O Acontecimento, em análise
o acontecimento

Movie title: O Acontecimento

Date published: 5 de January de 2022

Director(s): Audrey Diwan

Actor(s): Anamaria Vartolomei, Kacey Mottet Klein, Sandrine Bonnaire

Genre: Drama, 2021, 100 min

  • João Garção Borges - 70
  • Maggie Silva - 86
78

Conclusão:

PRÓS: Ficção baseada no romance autobiográfico de Annie Ernaux, publicado no ano 2000. Uma obra com uma abordagem directa e incisiva de um assunto muito sério que está longe de ser uma sombra do passado. Na verdade, a partir da linguagem literária, a realizadora abordou no plano fílmico vários assuntos complementares. Na exposição do corpo e alma da protagonista, quis afirmar, alto e bom som, não só o direito de uma mãe solteira interromper uma gravidez indesejada, como o direito ainda mais amplo das mulheres a uma sexualidade plena, inserida sem equívocos num patamar de plena igualdade com os homens.

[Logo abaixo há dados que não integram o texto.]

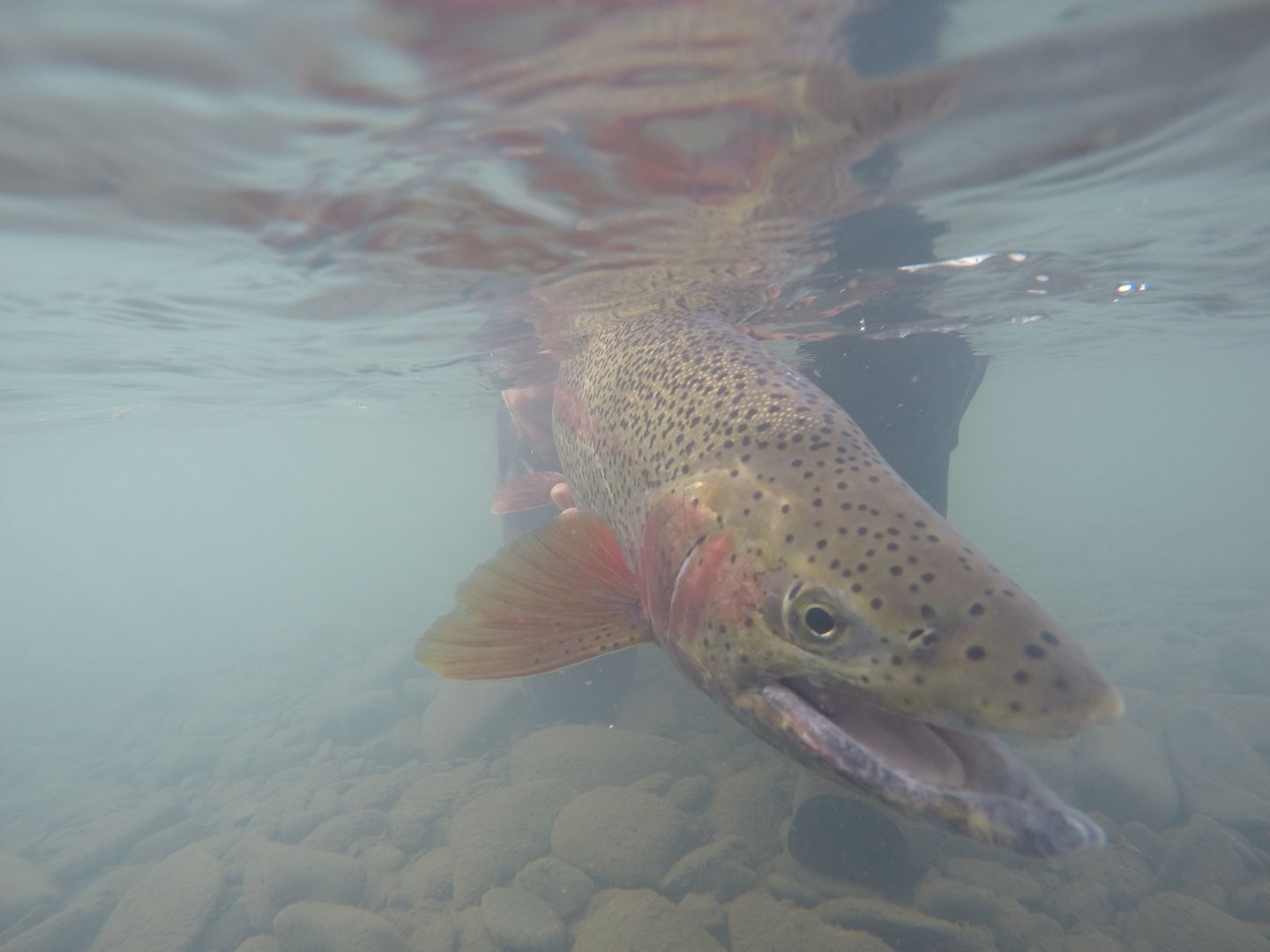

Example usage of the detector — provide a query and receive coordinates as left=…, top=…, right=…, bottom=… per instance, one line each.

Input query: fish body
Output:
left=418, top=312, right=1122, bottom=856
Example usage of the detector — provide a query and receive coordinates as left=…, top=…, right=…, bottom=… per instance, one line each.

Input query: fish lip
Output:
left=758, top=678, right=1105, bottom=857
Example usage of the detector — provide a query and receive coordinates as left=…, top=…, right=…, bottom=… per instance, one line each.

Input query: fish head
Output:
left=640, top=464, right=1122, bottom=856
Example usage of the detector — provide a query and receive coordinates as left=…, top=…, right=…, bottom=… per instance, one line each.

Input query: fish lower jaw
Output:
left=747, top=678, right=1105, bottom=857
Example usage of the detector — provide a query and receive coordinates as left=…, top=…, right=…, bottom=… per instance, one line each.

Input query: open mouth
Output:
left=759, top=678, right=1103, bottom=857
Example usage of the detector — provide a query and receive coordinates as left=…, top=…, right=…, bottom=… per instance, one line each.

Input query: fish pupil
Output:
left=803, top=606, right=837, bottom=637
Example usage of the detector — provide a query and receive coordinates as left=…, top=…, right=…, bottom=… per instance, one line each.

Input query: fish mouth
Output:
left=754, top=678, right=1105, bottom=857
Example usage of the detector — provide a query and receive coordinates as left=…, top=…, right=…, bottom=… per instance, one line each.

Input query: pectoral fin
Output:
left=489, top=470, right=564, bottom=516
left=414, top=513, right=652, bottom=679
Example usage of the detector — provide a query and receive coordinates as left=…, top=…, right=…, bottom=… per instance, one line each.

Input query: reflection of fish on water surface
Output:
left=416, top=4, right=1120, bottom=854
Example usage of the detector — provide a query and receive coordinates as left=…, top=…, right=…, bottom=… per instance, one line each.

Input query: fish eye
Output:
left=803, top=606, right=838, bottom=638
left=785, top=582, right=851, bottom=645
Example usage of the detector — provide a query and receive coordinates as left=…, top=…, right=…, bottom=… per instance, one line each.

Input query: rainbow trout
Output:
left=416, top=311, right=1122, bottom=856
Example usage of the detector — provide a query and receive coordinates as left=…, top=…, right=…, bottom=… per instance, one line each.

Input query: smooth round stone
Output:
left=480, top=886, right=569, bottom=952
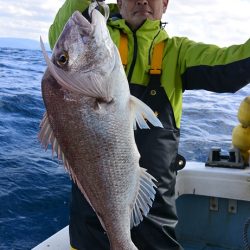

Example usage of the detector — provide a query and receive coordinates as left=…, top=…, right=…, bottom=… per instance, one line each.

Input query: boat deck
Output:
left=32, top=162, right=250, bottom=250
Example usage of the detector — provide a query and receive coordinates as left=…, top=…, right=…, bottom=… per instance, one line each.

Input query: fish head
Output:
left=52, top=9, right=113, bottom=73
left=41, top=9, right=118, bottom=102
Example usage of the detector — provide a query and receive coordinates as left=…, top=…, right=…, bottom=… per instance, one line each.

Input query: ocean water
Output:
left=0, top=48, right=250, bottom=250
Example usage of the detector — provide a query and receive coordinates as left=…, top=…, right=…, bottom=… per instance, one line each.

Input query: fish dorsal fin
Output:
left=131, top=168, right=156, bottom=228
left=130, top=95, right=163, bottom=129
left=40, top=38, right=113, bottom=102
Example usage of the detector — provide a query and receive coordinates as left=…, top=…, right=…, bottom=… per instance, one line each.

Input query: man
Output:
left=49, top=0, right=250, bottom=250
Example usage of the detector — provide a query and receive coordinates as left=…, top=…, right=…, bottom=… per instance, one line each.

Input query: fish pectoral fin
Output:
left=130, top=95, right=163, bottom=129
left=40, top=38, right=112, bottom=102
left=38, top=112, right=71, bottom=175
left=131, top=168, right=156, bottom=228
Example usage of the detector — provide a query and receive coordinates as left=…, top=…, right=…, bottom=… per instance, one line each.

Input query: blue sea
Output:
left=0, top=48, right=250, bottom=250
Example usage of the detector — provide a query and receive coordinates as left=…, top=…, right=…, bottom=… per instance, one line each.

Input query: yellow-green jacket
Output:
left=49, top=0, right=250, bottom=127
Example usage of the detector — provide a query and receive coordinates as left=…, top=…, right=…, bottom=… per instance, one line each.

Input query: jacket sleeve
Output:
left=178, top=38, right=250, bottom=93
left=49, top=0, right=90, bottom=49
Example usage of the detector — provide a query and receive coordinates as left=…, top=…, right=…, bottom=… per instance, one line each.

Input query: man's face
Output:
left=117, top=0, right=168, bottom=30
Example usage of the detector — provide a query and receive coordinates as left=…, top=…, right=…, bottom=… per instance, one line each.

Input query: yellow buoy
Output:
left=238, top=96, right=250, bottom=127
left=232, top=124, right=250, bottom=163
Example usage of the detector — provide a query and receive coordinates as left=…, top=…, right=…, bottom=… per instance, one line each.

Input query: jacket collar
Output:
left=108, top=14, right=168, bottom=39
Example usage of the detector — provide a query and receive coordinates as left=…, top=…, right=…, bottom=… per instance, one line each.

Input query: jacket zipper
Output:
left=128, top=31, right=138, bottom=83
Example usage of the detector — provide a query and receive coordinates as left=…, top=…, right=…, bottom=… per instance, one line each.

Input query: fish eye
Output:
left=57, top=52, right=69, bottom=66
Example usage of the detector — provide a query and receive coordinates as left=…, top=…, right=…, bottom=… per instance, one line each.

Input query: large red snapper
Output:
left=39, top=5, right=162, bottom=250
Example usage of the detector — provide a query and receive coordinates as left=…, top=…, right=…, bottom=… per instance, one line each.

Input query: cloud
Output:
left=0, top=0, right=250, bottom=46
left=164, top=0, right=250, bottom=46
left=0, top=0, right=64, bottom=41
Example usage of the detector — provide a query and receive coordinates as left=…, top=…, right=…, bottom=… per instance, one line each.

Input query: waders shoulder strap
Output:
left=119, top=32, right=165, bottom=75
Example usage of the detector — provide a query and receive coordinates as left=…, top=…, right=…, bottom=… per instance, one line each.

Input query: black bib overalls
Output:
left=69, top=75, right=185, bottom=250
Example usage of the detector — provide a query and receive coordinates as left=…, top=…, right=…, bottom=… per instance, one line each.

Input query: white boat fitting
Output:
left=32, top=162, right=250, bottom=250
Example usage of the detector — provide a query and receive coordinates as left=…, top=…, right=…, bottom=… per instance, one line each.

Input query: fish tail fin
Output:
left=131, top=168, right=157, bottom=228
left=130, top=95, right=163, bottom=129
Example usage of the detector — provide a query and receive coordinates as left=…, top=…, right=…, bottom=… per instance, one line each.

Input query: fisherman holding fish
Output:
left=45, top=0, right=250, bottom=250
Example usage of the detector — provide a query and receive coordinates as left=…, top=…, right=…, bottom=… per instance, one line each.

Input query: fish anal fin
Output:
left=131, top=168, right=156, bottom=228
left=38, top=112, right=72, bottom=177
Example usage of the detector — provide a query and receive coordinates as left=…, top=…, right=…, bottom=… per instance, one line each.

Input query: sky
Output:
left=0, top=0, right=250, bottom=46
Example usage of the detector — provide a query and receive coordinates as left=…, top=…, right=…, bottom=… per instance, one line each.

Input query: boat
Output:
left=32, top=160, right=250, bottom=250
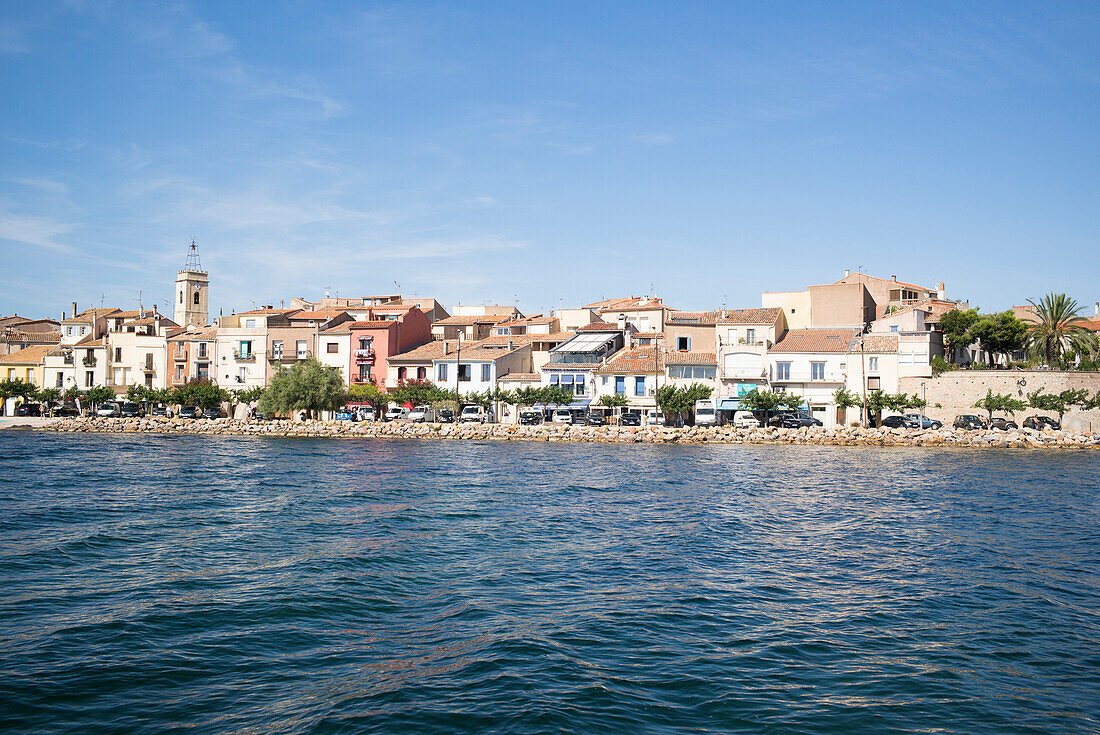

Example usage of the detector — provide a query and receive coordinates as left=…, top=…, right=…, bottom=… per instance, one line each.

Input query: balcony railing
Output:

Para além do mais, o filme apresenta um excelente exercício de articulação entre a Direcção de Fotografia e a Direcção de Actores.

CONTRA: Nada de especial. Por isso, repito o que disse na crítica, vão vê-lo numa sala de cinema, antes que a pandemia nos obrigue a ficarmos outra vez reduzidos ao pequeno ecrã.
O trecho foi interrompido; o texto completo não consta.